Scientific and clinical innovation

• RAP-219 targets TARP gamma-8, a receptor-associated protein linked to AMPA receptors, enabling selective activity in key brain regions and reducing adverse events common with other anti-seizure drugs.

• Preclinical and clinical studies demonstrated unprecedented efficacy and a wide therapeutic index, with PET imaging confirming target engagement in relevant brain areas for focal onset seizures.

• Phase 2 trial used a novel biomarker approach with implantable neurostimulation devices, achieving a 72% reduction in biomarker episodes and a 78% median reduction in clinical seizures, far surpassing expectations.

• Safety profile was highly favorable, with low discontinuation rates, no serious adverse events, and most adverse events being mild.

Phase 3 development and global strategy

• Two parallel global Phase 3 trials are planned, each enrolling about 330 subjects, with low-mid and mid-high dose strategies and straightforward titration schemas.

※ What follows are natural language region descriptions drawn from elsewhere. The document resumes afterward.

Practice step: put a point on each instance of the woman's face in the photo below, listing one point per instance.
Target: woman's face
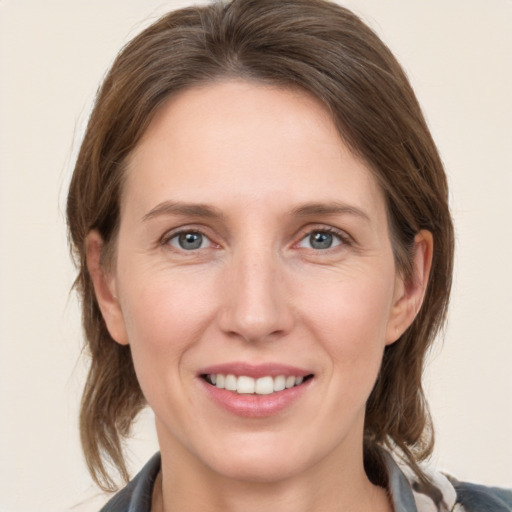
(253, 251)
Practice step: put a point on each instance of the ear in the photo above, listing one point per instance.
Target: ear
(105, 288)
(408, 296)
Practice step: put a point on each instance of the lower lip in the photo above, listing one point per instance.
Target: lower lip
(252, 405)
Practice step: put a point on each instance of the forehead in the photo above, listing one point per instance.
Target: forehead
(255, 140)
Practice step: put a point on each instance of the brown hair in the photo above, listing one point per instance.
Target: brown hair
(327, 51)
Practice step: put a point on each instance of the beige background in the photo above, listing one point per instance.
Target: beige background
(458, 54)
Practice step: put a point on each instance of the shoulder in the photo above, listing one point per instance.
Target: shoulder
(136, 496)
(446, 495)
(480, 498)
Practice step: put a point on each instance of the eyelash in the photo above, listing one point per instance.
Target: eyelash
(343, 238)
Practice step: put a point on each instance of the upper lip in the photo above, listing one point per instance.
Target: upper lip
(255, 370)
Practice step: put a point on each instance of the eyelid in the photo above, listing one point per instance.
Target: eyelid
(345, 238)
(174, 232)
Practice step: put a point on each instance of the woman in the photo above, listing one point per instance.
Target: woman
(260, 218)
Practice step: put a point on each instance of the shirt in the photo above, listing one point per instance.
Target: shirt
(404, 490)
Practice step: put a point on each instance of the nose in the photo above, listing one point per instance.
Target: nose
(255, 306)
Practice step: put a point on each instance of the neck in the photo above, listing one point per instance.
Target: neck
(331, 485)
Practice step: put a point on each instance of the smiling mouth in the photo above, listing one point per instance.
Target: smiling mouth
(245, 385)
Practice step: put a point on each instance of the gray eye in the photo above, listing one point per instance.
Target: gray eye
(321, 240)
(189, 241)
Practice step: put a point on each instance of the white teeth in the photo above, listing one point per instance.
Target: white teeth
(247, 385)
(230, 383)
(264, 386)
(290, 382)
(279, 383)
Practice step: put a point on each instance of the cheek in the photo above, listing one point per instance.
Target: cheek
(350, 319)
(164, 319)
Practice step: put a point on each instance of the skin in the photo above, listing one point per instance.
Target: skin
(256, 291)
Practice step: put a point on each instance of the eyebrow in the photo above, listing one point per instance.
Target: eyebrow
(168, 208)
(331, 208)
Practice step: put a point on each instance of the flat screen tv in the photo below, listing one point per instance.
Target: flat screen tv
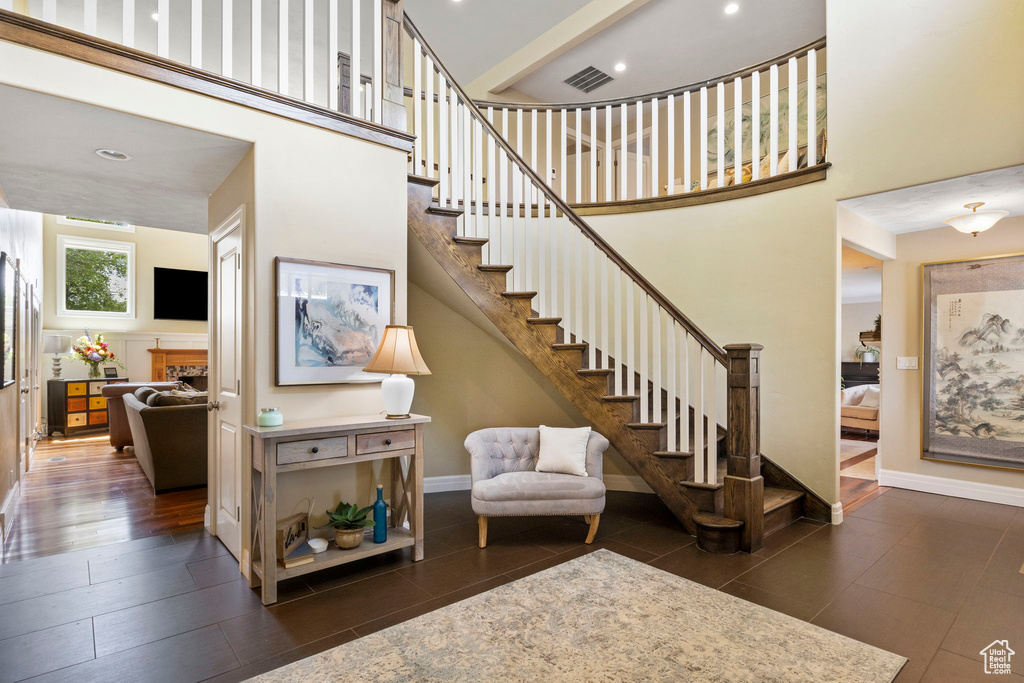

• No known drug-drug interactions and once-daily dosing are expected to facilitate broad enrollment and appeal.

• A new partnership with Tenacia in China will add Chinese sites to the Phase 3 program, accelerating global development and market access.

Market opportunity and competitive landscape

• Focal onset seizures represent a large market, with 30%-40% of 1.8 million patients considered refractory, translating to a $15 billion branded market opportunity.

• Multiple innovative drugs are needed due to widespread polypharmacy; RAP-219 is viewed as potentially best-in-class by physicians.

• Recent positive Phase 3 results from a competitor reinforce confidence in the predictive value of strong Phase 2 data.